领导摆手,秘书迅速撤离,房间只剩下娇娘和领导,过不外面套间还有数个侍卫,娇娘不敢轻举妄动。
领导又开始头痛,娇娘立即上前按压太阳穴,为领导减轻疲劳。
领导享受头部按摩五分钟,起身拍后腰,“头不痛了,你帮我看看腰。”
“哎!”娇娘轻俏地答,走去床边,拍拍床垫,声音软绵召唤:“来,趴在床上。”
领导几十岁的人,也在这刻心儿狂跳,面上却四平八稳,迈步过去,肥胖的身躯趴下,将床垫压出一个人形凹坑。娇娘上手按他的腰,揉捏两下后发问:“您平时不怎么运动呀,腰杆很硬。”
领导回:“太忙,挤不出时间保养自己。”
娇娘:“哦。

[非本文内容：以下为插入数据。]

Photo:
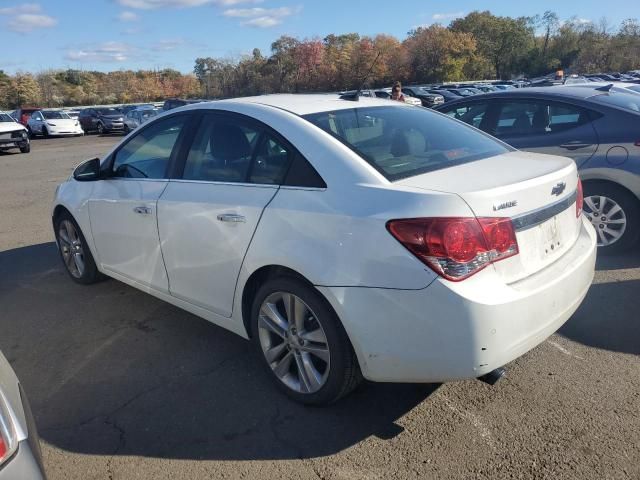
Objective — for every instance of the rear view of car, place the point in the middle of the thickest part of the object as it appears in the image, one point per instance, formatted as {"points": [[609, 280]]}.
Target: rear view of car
{"points": [[20, 456]]}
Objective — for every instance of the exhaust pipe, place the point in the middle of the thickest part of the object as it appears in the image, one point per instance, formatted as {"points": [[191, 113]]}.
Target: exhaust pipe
{"points": [[493, 376]]}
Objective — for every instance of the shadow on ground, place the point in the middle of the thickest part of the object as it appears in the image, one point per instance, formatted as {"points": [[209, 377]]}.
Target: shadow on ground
{"points": [[110, 370]]}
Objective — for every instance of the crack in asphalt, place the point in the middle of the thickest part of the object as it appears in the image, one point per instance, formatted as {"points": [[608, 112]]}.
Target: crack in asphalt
{"points": [[141, 394]]}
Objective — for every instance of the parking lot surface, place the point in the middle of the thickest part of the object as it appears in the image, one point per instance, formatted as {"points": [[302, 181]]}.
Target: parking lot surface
{"points": [[124, 386]]}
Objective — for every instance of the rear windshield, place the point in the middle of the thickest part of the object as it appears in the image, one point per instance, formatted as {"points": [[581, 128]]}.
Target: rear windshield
{"points": [[402, 142], [628, 101]]}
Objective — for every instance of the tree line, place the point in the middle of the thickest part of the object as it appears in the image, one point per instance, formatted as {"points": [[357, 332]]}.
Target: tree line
{"points": [[478, 46]]}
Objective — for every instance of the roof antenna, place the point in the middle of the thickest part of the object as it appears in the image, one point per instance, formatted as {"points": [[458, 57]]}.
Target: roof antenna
{"points": [[605, 88], [354, 97]]}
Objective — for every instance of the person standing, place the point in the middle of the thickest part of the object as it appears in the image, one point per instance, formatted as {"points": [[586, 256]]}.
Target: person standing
{"points": [[396, 92]]}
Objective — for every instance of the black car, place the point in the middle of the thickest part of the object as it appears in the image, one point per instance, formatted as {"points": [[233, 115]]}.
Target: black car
{"points": [[428, 99], [179, 102], [101, 120], [596, 127], [447, 95]]}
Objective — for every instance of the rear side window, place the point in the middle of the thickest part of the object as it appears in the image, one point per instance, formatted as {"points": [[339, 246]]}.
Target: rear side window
{"points": [[147, 154], [404, 141]]}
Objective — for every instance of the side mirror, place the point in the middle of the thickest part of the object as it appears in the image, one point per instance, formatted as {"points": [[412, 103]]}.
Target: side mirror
{"points": [[88, 171]]}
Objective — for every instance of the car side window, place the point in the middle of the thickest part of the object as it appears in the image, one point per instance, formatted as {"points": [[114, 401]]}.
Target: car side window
{"points": [[147, 154], [469, 113], [270, 163], [222, 150]]}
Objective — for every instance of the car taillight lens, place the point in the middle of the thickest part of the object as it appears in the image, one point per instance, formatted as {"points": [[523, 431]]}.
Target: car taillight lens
{"points": [[579, 199], [456, 247], [8, 440]]}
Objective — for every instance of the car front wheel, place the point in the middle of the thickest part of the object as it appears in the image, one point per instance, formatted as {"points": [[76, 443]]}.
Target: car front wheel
{"points": [[615, 215], [74, 251], [304, 347]]}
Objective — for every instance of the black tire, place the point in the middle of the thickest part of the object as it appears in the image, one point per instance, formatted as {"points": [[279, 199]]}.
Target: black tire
{"points": [[90, 273], [344, 372], [630, 207]]}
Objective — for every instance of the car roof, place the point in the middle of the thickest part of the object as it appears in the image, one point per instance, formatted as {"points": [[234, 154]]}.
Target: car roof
{"points": [[303, 104]]}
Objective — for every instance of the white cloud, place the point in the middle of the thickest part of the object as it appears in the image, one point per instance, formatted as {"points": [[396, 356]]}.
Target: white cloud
{"points": [[128, 16], [25, 8], [107, 52], [167, 45], [261, 17], [153, 4], [27, 17], [27, 22], [447, 16]]}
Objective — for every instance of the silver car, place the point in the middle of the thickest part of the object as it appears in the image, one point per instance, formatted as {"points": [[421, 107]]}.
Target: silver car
{"points": [[597, 128], [20, 455], [134, 118]]}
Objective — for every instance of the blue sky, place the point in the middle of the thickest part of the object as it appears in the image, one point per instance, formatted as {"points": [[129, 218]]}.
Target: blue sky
{"points": [[120, 34]]}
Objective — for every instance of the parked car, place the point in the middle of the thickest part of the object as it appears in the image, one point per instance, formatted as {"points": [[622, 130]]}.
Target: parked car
{"points": [[73, 113], [450, 264], [53, 123], [427, 99], [172, 103], [20, 456], [101, 120], [23, 114], [13, 134], [447, 95], [597, 129], [134, 118]]}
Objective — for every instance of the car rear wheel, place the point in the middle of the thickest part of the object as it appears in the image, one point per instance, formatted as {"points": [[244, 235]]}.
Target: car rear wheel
{"points": [[304, 347], [615, 215], [74, 252]]}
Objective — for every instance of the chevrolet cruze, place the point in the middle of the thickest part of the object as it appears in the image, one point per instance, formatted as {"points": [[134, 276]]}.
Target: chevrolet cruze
{"points": [[346, 239]]}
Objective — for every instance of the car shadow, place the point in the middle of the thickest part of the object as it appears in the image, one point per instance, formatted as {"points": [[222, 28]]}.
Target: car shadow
{"points": [[110, 370], [619, 261]]}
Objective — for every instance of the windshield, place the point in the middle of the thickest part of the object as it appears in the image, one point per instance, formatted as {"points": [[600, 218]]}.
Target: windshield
{"points": [[108, 111], [55, 115], [628, 101], [403, 142]]}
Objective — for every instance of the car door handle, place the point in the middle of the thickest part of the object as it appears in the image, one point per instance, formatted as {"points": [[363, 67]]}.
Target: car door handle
{"points": [[142, 210], [575, 145], [231, 218]]}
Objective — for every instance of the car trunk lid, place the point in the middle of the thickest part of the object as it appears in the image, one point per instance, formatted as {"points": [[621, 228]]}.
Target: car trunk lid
{"points": [[538, 192]]}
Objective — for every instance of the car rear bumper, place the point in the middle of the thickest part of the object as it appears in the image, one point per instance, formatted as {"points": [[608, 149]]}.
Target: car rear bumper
{"points": [[453, 331]]}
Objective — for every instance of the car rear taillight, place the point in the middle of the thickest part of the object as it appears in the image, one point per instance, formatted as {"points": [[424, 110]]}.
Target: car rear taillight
{"points": [[579, 199], [456, 247]]}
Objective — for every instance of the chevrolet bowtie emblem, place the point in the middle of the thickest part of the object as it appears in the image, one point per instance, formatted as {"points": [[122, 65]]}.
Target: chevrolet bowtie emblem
{"points": [[558, 189]]}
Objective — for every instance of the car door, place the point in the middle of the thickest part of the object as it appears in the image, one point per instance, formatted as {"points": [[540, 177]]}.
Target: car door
{"points": [[544, 126], [122, 209], [207, 217]]}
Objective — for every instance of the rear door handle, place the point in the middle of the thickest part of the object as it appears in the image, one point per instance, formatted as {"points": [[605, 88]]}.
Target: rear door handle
{"points": [[231, 218], [142, 210], [575, 145]]}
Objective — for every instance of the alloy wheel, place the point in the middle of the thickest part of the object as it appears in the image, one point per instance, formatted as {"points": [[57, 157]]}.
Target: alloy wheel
{"points": [[293, 342], [71, 248], [607, 217]]}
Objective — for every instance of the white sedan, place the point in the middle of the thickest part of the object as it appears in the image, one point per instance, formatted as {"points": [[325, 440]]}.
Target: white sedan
{"points": [[53, 123], [347, 239]]}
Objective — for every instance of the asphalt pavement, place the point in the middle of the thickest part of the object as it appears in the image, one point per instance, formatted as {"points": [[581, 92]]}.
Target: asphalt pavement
{"points": [[125, 386]]}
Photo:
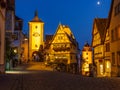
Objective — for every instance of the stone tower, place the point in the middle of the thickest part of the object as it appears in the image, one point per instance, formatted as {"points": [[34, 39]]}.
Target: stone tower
{"points": [[36, 35]]}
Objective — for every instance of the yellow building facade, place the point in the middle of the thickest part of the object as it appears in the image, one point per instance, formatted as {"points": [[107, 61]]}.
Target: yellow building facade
{"points": [[36, 35], [98, 37], [2, 35], [114, 29], [86, 59], [63, 48]]}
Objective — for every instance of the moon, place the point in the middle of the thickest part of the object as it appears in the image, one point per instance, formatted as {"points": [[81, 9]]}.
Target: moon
{"points": [[98, 2]]}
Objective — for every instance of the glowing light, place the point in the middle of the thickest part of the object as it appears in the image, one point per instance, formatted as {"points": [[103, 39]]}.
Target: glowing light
{"points": [[98, 2]]}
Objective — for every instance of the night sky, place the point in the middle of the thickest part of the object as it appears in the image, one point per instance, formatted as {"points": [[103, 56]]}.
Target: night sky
{"points": [[77, 14]]}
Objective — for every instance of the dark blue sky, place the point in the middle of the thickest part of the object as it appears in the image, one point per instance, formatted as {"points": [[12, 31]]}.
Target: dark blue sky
{"points": [[77, 14]]}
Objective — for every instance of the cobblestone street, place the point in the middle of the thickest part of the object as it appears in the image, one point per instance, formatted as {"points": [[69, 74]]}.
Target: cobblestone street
{"points": [[46, 79]]}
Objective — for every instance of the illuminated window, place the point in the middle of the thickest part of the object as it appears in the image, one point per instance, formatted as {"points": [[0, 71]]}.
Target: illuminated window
{"points": [[117, 9], [36, 27], [107, 47], [112, 35], [118, 58], [118, 32], [113, 58]]}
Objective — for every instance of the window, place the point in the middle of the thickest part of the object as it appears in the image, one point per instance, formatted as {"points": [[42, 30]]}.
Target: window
{"points": [[71, 57], [118, 32], [112, 35], [107, 47], [118, 58], [113, 59], [117, 9]]}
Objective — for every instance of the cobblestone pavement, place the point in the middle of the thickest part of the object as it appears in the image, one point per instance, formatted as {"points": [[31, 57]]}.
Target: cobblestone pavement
{"points": [[51, 80]]}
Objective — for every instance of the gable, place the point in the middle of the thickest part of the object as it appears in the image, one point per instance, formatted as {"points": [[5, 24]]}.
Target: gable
{"points": [[107, 37]]}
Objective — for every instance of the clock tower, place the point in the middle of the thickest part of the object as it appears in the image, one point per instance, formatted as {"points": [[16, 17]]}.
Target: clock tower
{"points": [[36, 35]]}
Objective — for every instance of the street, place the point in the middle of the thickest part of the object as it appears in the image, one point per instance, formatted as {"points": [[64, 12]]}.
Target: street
{"points": [[27, 78]]}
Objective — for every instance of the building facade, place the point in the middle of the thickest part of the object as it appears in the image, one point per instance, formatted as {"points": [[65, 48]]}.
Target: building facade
{"points": [[2, 35], [86, 60], [63, 48], [36, 36], [114, 30], [98, 37]]}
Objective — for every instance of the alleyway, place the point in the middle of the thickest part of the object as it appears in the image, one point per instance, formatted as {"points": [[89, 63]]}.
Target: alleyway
{"points": [[27, 77]]}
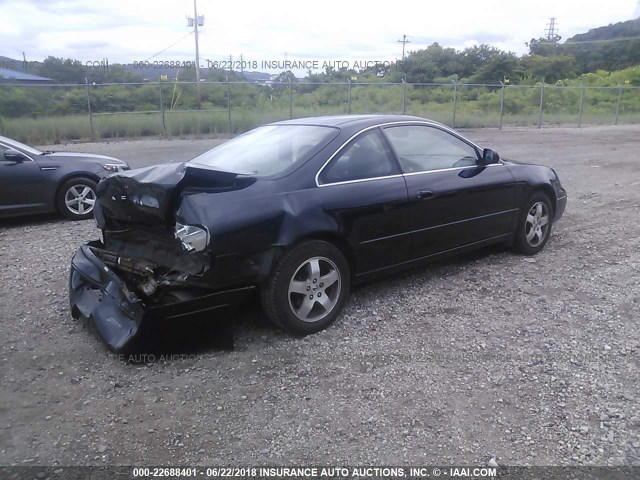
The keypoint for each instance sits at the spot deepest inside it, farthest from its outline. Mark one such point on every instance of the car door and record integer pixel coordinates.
(20, 183)
(363, 189)
(455, 200)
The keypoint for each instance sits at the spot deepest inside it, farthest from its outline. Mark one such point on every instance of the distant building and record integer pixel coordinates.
(13, 76)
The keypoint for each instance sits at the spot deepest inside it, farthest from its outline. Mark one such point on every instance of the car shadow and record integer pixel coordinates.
(32, 220)
(221, 331)
(196, 334)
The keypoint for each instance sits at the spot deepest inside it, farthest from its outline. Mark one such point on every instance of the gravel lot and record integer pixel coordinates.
(533, 360)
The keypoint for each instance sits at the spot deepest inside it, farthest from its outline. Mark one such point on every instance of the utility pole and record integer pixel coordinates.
(195, 22)
(552, 31)
(404, 41)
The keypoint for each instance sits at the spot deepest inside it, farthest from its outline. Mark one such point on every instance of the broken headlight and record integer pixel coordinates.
(192, 238)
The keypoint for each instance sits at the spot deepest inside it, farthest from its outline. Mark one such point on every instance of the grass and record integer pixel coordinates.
(67, 128)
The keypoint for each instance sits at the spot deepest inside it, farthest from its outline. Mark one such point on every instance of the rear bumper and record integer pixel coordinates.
(98, 295)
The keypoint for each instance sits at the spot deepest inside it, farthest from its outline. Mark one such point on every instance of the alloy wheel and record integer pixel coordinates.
(314, 289)
(536, 224)
(80, 199)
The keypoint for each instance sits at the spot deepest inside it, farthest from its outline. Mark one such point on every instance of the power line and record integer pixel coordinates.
(610, 40)
(165, 49)
(551, 30)
(404, 41)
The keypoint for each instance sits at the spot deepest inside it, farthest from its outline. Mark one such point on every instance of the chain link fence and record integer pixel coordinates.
(43, 114)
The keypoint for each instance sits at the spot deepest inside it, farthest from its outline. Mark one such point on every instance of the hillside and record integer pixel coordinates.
(613, 47)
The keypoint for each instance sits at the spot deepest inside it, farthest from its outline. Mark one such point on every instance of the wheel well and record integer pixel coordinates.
(336, 240)
(550, 192)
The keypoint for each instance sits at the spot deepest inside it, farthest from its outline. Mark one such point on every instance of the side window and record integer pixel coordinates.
(365, 157)
(423, 148)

”手上用力按压两下,忽而开口,“我的手劲儿小,推拿效果不佳,我用脚踩可以吗?”
脚踩?那不就是踩背吗?领导想想,点头可以。
娇娘立即脱鞋上床,轻盈盈踩上他那水桶样的后腰,先试探着踩踩,感觉他能承受才开口:“老板,吃痛就出声。”
随着娇娘整个人上身,领导发出闷哼,腰部骨骼发出咯吱响,娇娘听着不对,慌忙跪去床上,轻声问:“是不是太重了。”
权重趴在床上,娇娘半跪在他旁边,手臂在他后背轻放,似离非离。领导说还可以,脑袋稍微往后偏偏,看到隐隐约约一道狭长红布料,脑袋嗡地一下,有些发慌。
娇娘不敢用脚踩他,就半跪在他身上,用膝盖和肘在他身上按压,动作轻柔,让他受用。
正享受,娇娘开口:“我帮你抻抻胳膊。”乃是从后面揽住住领导双臂,左右猛甩。
做这动作时,两人身体紧密相接,清香宜人,便再也把持不住,翻身就给她推倒在床上。
娇娘哎呀,仿佛不懂事的雏儿,“别这样~”
然并卵,到这关头谁能把持住,她慌乱遮挡,动作却诱惑,半推半就,手在对方身上游走揣摩,捏到一块椭圆形物件,心下狂喜,用力一捏。
结果没捏动,美玉质地非一般的坚固。
娇娘稀奇,她那手劲可是连人骨头都能轻易捏碎,却捏不动一块玉?当下继续诱惑,眼见老板要脱衣,立即做个老树盘根的姿势将他腰身缠绕,看似迎合,实际阻止他接下来的动作,声音软绵绵娇嗔:“别这样好吗?”
那人气喘吁吁,很是急色,“不好,你这小滑头,我等不及了。”又要扑,娇娘被他乱拱两下,哎呀一声,捏着美玉问:“这是什么?硌的人疼。”
他立即将玉牌摘落来扔去一边,继续上扑。娇娘则只对玉牌感兴趣,伸手拿了,仔细研究。
玉牌巴掌大小,晶莹洁白,手感温润,两面都有浮雕,一面雕的是两条鱼相互衔尾,另一面是奇形怪状的文字,娇娘看不出来头绪,问我:“这东西要怎么处理?”
我:“看不懂就毁掉,我现在已经隐约能感应到他的精神思维。”
对话到此,领导动作忽然静止,神色古怪地看娇娘,发问:“你喜欢这玉牌?”
娇娘便笑,“这玉牌送我可好?”
老板闻言瞬间黑脸,伸手夺玉牌,娇娘不给,那人变脸,厉声呵斥:“给我。”
这一刻娇娘也恼,抬腿踹中他胸口,将他踹落床,起身大骂:“你个为老不尊的老树皮,一把年纪不知洁身自好,满肚子的男盗女娼,十足一个社会败类。”
骂完又在他身上踹一脚,这才整理着装,转身向外走。
老树皮被她这套动作搞懵圈,眼睛瞪大不知如何反应,眼见她到门口,口里大喝:“拦住她。”
门外立即闪出四五个西装青年,要将娇娘拿下,便是此时,我福灵心至,相隔几百米猛然发力,神魂入侵领导身体。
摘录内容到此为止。